When it comes to life insurance, there can be a lot to get your head around. So, we’ve broken it down into the different types, when you might need it, and how much it will likely cost.
Life insurance explained
Life insurance is one of those terms that we hear a lot these days, but we don’t all completely understand what it covers, or maybe it’s just not something we want to think about. So, we want to clear up all the jargon to help you make a decision as to whether life insurance is something that is for you.
Let’s start with the basics...
What is life insurance?
Simply speaking, life insurance is a type of insurance policy that pays out money in the event of your death. If you decide to take out a life insurance policy, you will be agreeing to pay a monthly sum to your provider and, in turn, should you die before the end of your policy, you’re nearest and dearest will receive a payout.
There are several different types of life insurance policies, so it’ll be worth looking at the benefits and what is covered before you take out a policy.
Types of life insurance
Level term insurance
This is the simplest form of life insurance which pays out a set amount if you die within a fixed term. The payout amount and the term (or length) of the policy are decided on between you and your provider when you take out the insurance.
One of the reasons people take out level term life insurance is to cover their mortgage should anything happen to them.

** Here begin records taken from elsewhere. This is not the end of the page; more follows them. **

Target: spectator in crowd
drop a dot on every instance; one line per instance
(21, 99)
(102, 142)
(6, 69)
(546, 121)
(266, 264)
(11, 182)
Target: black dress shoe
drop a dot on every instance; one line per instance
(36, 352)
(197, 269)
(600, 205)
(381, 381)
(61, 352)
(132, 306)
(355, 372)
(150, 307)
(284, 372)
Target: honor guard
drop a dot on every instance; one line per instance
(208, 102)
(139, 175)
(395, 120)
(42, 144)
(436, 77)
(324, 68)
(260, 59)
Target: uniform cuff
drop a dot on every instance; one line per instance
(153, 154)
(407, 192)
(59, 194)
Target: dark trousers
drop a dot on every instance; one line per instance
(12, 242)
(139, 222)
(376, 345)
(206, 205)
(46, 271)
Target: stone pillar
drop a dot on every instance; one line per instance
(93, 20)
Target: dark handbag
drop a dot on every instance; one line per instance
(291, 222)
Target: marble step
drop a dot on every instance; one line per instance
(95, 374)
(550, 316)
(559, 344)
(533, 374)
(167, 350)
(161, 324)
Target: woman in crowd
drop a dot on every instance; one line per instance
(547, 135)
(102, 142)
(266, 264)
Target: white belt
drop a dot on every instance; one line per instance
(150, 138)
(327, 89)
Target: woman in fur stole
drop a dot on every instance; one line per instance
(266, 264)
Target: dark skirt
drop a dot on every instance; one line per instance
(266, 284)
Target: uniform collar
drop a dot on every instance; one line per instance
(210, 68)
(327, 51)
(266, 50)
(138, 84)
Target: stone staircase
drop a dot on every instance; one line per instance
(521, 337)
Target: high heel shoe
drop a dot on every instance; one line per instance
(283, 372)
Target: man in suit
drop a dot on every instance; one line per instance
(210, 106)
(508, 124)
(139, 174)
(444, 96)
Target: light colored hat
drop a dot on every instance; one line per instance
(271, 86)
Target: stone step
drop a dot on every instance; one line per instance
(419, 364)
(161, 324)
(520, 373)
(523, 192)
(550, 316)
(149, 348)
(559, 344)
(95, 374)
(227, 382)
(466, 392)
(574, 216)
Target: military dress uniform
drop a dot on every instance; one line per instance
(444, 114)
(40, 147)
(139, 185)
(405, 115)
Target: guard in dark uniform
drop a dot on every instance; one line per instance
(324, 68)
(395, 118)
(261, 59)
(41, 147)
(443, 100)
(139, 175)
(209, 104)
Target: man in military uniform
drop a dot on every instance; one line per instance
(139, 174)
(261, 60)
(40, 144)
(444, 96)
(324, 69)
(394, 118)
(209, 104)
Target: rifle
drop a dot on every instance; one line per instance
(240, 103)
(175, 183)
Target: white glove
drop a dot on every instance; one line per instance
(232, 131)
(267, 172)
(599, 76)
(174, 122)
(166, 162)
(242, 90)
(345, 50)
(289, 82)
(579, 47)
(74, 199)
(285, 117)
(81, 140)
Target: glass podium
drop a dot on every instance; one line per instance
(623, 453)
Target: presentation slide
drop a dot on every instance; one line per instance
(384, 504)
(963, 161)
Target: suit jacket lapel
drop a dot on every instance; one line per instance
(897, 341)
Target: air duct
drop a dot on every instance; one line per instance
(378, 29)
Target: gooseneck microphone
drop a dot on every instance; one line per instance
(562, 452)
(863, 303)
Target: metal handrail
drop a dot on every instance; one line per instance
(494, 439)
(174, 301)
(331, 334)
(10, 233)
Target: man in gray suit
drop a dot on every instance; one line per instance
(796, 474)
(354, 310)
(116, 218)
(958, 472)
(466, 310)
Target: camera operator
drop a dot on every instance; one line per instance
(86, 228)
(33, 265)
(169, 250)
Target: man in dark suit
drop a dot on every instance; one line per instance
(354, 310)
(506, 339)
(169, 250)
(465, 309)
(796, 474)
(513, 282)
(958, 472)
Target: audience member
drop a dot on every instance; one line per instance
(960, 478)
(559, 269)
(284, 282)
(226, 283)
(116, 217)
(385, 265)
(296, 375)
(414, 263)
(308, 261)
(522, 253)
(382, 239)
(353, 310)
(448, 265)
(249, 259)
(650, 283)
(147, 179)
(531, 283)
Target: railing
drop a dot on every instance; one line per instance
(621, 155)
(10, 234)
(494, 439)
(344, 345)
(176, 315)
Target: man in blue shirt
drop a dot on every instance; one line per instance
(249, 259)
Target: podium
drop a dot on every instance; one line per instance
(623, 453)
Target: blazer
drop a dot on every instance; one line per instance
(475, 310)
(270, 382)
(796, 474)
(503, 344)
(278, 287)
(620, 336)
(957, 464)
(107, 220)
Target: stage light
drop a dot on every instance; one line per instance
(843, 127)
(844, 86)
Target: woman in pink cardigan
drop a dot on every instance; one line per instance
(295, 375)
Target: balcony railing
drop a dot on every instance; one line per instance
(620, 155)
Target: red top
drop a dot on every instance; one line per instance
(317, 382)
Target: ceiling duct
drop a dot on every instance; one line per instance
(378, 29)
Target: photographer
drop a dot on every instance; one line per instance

Mortgage decreasing term insurance
Mortgage decreasing term insurance is specifically to cover your mortgage in the event of your death. Since the amount outstanding on your mortgage will decrease over time, so does the policy payout and for this reason, this form of life insurance is typically cheaper than level term. Remember, while this applies to mortgages paid on a repayment basis, it won’t apply to interest-only mortgages.
Increasing term insurance
With this form of life insurance, the possible payout increases over time in order to keep up with the rising cost of living and the increase can be fixed or based on inflation. Because of the potential higher payout, this type of policy is likely to cost you more than the above two options each month.
Whole of life insurance
This type of insurance (sometimes referred to as whole of life assurance) does not have a fixed end date and is paid until you die. You might be thinking, why doesn’t everyone get this type of insurance? But you’ll be paying more each month because your provider will definitely be making a payout (if you keep your policy) at some point.
Do I need life insurance?
There are lots of reasons you might want to take out a life insurance policy, but ultimately it’s about peace of mind and knowing that the people you love will be looked after if something happens to you. If you’ve got children, a partner or someone you care for, having a life insurance policy in place may mean they’ll be financially secure in the event of your death.
When considering whether or not life insurance is something for you, it’s worth thinking about what would happen financially to the people around you if something happens to you. If you think they would struggle financially, whether it be mortgage repayments, childcare costs, or just the cost of living, taking out a life insurance policy could help.
How much will it cost?
It all depends on a combination of things:
- What type of life insurance you decide on
- How much you want the final payout to be
- What your medical history is like
- Age at the point of application
Each policy varies and is personalised based on your needs. With some providers though, life insurance can start from as little as a few pounds a month so it’s worth checking if this is something you can afford.
Disclaimer: All information and links are correct at the time of publishing.